12. It is stated that at the time of occurrence, appellant no. 1 was working as a police driver and appellant no. 2 was a singer having good reputation, performing as a singer on the stage and both the appellants were aged about 24-25 years, at the time of the occurrence. It is also stated that both the appellants have no criminal antecedents and they hail from backward area. Learned counsel for the appellants have also produced certificate issued from the Jail Authorities to show that the conduct of the appellants (post conviction) are very good and satisfactory and they have been participating in the sports/garden activities and other programmes of the Jail. Considering the facts and circumstances of the case and that the appellants have no criminal antecedents and also the conduct of the appellants in the Jail (post conviction), the sentence of imprisonment of fifteen years (for the conviction under Section 376 (2)(g) IPC) and sentence of imprisonment of ten years (for the conviction under Section 120B IPC) are reduced to eight years.” 
(emphasis supplied) 
28. Considering that no case is made out against the accused-appellant under Section 3(2)(V) of SC/ST Act, he is languishing in jail since 6.2.2008 (i.e. more than 12 years), further he was about 20 years at the time of occurrence and today he is about 34 years and no other criminal history is reported, we, therefore, modify the sentence under Section 376 IPC to sentence already under gone. 

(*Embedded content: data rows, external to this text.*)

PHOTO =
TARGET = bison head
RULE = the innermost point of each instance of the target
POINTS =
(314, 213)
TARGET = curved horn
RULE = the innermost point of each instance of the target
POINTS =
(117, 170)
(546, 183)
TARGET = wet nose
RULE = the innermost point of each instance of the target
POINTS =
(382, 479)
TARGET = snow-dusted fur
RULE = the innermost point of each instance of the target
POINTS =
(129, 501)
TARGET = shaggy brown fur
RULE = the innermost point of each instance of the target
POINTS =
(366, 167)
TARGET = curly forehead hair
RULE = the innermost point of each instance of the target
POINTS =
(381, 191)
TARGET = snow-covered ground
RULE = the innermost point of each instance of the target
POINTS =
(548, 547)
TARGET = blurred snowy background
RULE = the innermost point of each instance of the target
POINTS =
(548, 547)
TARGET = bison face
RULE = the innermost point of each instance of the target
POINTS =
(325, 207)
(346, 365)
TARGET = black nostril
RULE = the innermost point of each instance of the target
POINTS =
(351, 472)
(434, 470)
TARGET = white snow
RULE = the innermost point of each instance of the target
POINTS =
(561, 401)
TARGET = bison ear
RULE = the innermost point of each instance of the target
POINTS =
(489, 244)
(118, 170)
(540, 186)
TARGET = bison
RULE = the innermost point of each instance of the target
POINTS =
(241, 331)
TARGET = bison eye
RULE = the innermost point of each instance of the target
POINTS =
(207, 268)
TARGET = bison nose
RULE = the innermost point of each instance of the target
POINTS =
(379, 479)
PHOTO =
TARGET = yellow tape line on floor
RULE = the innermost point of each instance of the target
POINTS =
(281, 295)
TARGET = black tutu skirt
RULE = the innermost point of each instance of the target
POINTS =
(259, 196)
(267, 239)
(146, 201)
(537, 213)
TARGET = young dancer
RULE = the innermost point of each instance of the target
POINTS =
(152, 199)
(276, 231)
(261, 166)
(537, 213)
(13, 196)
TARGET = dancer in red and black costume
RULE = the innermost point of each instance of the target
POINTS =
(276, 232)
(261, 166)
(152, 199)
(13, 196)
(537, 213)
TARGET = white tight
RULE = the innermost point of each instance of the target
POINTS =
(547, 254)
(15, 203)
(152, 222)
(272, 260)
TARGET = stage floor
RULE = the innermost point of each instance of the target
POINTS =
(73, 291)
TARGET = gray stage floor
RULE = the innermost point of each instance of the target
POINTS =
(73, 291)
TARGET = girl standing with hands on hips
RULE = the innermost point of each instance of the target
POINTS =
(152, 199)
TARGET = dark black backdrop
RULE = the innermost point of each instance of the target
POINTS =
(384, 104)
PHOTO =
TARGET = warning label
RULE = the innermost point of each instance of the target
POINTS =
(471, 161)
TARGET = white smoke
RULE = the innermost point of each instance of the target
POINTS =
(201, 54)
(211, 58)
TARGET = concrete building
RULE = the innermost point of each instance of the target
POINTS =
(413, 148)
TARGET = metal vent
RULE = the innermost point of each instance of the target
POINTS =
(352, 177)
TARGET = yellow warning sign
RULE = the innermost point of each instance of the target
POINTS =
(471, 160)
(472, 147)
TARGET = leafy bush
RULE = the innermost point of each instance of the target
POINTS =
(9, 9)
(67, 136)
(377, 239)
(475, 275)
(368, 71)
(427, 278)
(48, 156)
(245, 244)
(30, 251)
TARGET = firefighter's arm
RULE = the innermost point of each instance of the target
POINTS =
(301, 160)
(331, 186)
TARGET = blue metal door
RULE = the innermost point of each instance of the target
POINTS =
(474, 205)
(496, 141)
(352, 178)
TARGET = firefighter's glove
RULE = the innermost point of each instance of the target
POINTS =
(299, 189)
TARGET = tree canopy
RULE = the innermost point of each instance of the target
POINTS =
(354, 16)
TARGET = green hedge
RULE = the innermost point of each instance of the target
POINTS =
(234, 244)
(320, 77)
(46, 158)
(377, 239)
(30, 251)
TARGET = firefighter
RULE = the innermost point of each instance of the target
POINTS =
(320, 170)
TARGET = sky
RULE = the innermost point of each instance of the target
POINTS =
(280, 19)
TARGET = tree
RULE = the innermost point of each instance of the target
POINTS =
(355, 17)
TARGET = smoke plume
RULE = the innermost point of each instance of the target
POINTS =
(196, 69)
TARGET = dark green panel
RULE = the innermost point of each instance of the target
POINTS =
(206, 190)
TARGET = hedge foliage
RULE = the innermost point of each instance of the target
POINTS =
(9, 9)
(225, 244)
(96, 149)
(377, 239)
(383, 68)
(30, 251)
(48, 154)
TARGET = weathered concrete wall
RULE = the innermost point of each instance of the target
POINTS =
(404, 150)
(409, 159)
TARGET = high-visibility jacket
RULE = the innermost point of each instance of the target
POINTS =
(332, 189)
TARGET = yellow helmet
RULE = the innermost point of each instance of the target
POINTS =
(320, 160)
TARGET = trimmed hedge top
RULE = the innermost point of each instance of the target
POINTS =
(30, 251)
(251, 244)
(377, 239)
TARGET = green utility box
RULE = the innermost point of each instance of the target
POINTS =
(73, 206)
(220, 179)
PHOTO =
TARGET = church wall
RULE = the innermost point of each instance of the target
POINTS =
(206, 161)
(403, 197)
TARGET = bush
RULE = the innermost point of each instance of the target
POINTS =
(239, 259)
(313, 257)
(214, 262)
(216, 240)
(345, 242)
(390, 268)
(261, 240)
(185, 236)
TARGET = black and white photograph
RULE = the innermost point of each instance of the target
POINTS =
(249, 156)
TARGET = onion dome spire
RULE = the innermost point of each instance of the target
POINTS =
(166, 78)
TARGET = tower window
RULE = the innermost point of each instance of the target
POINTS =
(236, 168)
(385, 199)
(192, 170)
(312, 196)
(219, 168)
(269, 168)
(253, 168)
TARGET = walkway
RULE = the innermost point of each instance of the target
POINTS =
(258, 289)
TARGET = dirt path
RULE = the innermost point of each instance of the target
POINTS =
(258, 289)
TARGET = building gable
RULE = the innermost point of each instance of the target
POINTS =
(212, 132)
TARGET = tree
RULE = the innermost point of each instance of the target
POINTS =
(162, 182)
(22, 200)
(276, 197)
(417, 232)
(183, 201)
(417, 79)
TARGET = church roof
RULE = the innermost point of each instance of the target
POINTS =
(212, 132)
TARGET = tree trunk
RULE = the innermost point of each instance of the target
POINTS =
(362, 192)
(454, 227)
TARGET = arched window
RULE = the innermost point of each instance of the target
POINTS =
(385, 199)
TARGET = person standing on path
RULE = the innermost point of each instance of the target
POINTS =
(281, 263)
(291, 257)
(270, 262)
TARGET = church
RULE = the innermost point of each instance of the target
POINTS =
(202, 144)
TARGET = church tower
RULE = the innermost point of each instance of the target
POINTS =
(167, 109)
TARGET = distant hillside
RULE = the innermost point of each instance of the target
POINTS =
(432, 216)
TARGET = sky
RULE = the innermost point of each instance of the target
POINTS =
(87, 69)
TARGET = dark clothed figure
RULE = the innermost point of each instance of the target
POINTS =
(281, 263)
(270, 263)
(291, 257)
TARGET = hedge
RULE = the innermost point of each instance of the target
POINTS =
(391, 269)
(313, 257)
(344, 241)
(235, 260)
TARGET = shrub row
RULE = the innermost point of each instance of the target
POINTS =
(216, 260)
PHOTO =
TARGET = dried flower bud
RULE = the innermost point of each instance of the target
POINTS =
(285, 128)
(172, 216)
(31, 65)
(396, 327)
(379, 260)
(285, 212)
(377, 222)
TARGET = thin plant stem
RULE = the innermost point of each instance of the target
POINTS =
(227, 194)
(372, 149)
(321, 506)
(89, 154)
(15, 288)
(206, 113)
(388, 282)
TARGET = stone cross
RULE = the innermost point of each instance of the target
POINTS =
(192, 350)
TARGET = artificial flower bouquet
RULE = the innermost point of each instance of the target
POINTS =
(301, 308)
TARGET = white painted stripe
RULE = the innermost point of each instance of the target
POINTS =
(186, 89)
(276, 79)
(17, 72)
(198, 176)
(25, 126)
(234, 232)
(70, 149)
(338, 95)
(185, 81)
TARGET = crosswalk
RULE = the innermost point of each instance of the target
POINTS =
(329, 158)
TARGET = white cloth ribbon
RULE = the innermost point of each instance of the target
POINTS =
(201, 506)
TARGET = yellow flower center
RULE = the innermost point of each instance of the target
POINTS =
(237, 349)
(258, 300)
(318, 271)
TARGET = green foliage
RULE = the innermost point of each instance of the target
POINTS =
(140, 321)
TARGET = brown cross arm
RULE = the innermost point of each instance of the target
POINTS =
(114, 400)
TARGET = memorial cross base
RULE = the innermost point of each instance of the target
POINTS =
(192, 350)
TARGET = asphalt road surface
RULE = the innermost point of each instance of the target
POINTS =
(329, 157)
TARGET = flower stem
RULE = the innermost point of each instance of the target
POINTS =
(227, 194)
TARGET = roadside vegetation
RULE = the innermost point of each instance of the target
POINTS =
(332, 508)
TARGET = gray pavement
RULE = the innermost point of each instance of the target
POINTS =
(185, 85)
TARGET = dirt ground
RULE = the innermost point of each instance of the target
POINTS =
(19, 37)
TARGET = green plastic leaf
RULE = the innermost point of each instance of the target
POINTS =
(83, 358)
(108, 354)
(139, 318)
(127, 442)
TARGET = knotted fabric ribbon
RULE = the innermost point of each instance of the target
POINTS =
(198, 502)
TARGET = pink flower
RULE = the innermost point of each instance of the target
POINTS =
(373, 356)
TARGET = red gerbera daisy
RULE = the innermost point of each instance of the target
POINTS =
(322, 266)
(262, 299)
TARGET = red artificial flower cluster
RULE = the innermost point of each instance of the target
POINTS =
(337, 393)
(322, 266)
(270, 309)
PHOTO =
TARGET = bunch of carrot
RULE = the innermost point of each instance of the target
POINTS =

29. The appeal is partly allowed. The conviction/sentence under Section 376 IPC r/w Section 3(2)(V) of SC/ST Act is altered to conviction under Section 376 IPC only on sentence undergone while acquitting the appellant under Section 3(2)(V) of SC/ST Act. Appellant is in jail. He shall be released forthwith, if not detained in any other case. 
30. A certified copy of this judgment be sent to the trial court for necessary compliance.